March 12, 2018

Blinking LEDs w/ MSP430 assembly pt1

Lets blink an LED on a MSP430 launchpad the old fashioned way! Assembly! Don’t worry, MSP430 has a nice, small RISC instruction set. It’s only true 24 instructions, with a total of 27 higher level ones emulated by the assembler.

The full user’s guide for the MSP430 microcontroller i will be covering (on an older launchpad) is available here ,
grab a copy because it covers the instruction set and microcontroller completely.

First, I will present the source with the CCS generated boiler plate for ELF sections and stack setup:

            .cdecls C,LIST,"msp430.h"       ; Include device header file
            .def    RESET                   ; Export program entry-point to
                                            ; make it known to linker.
            .text                           ; Assemble into program memory.
            .retain                         ; Override ELF conditional linking
                                            ; and retain current section.
            .retainrefs                     ; And retain any sections that have
                                            ; references to current section.

    RESET       mov.w   #__STACK_END,SP         ; Initialize stackpointer
    StopWDT     mov.w   #WDTPW|WDTHOLD,&WDTCTL  ; Stop watchdog timer

            ; our code will go here moving forward

    .global __STACK_END
    .sect   .stack
    .sect   ".reset"                ; MSP430 RESET Vector
    .short  RESET

For all intents and purposes we can ignore the setup scaffolding, it just turns off the watchdog timer and setups the stack and reset vector. This lets you press the reset button to .. jump to our RESET label.

To blink an LED on a microcontroller you need to do 2 things:

  • Set the pin(s) of the PORT the LED is connected to to OUTPUT
  • Switch the output high/low

On the Ti launchpad, there are two LEDs on PORT1. For simplicity we can set the entire port to output. To do this, mov an immediate value into the named mapping like so:

mov #0FFh, P1DIR ; P1DIR is port1 direction control. '#0FFh' is an immediate value in hex

Now the entire port is set as output. To check, you could just try to lightup all the LEDs by turning all the pins on:

mov #0FFh, P1OUT

However this isnt very exciting because they just stay lit. We need to toggle. The easiest way is an exclusive or (xor) of the bits.
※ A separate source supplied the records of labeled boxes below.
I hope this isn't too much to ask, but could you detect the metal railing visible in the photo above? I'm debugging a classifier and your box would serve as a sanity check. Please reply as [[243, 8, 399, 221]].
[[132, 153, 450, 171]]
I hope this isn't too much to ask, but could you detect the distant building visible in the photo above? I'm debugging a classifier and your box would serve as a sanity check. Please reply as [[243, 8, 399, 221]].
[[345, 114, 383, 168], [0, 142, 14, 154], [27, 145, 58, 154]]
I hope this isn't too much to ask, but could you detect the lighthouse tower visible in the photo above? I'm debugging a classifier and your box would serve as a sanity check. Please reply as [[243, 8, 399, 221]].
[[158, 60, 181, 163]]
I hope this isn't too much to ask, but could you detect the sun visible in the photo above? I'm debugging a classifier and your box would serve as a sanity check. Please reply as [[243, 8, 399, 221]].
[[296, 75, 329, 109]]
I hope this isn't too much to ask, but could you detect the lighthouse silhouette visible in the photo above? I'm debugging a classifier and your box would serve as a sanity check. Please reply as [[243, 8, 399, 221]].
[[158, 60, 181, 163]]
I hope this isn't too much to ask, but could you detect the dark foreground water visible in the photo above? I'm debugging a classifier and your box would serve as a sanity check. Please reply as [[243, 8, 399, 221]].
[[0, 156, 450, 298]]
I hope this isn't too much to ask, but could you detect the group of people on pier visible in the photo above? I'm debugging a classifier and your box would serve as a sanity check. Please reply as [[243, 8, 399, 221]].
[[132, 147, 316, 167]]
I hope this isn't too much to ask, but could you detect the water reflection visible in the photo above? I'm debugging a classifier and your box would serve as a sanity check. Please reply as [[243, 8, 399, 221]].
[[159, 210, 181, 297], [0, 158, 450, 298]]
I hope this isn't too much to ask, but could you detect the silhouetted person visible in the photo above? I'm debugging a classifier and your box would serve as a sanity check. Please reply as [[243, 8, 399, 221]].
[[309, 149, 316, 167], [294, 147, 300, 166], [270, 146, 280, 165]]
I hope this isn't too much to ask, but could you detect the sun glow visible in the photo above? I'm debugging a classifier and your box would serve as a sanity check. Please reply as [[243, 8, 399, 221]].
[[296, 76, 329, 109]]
xor #0FFh, P1OUT  ; flip all bits in P1OUT

However, we need to loop over this so we dont just change the output once and fall through:

    xor #0FFh, P1OUT  ; flip all bits in P1OUT
    jmp LOOP

Astute readers know what’s coming next. if you run this code the LEDs will appear to be solid. It’s because the loop’s executing so fast the human eye cannot see the difference. In fact there probably is no difference, as the rate this loop executes is many 1000s of instructions per second.

I lied when I said we only need to do 2 things. We need a delay loop. Unfortunately we do not have something as convenient as wiring’s delay(). We need to make a delay loop by hand! This is much easier than it sounds. There are a few ways to do so, we will do the naive approach first:

  • Put a big value in a register
  • decrement the value until it hits zero
  • once it hits zero, execute our toggle code

The tricky part about this approach is figuring out how big of a number you need, which can depend on the MCU clock rate, and what instructions you effectively execute within the loop. Precise timing can be achieved with some math and nop sleds. But for our purpose, we can ballpark some visible delay.

Lets stuff our countdown in the first general register R4. The MSP430 is a 16-bit cpu so lets try the biggest 16-bit unsigned value to start with:

mov #0FFFFh, R4

Now lets run it down to zero. We can check if it hit zero using the status register SR, this is like the x86 EFLAGS register. It will have bits set automatically after certain instructions, which are documented for every instruction that affects status flags. Alternatively, there is a conditional jump when the zero flag is set, so we will use it - jnz.

    SUB #1h, R4 
    ; we fall through here once delay loop is done 

This will spinwait until R4 hits zero and then fall through, now all that’s left is to jump to top loop again:

    jmp LOOP 

This will start the whole process over. On a MSP430G2553, this first try at a delay loop works out to around 250ms, making for a nice blinking rate.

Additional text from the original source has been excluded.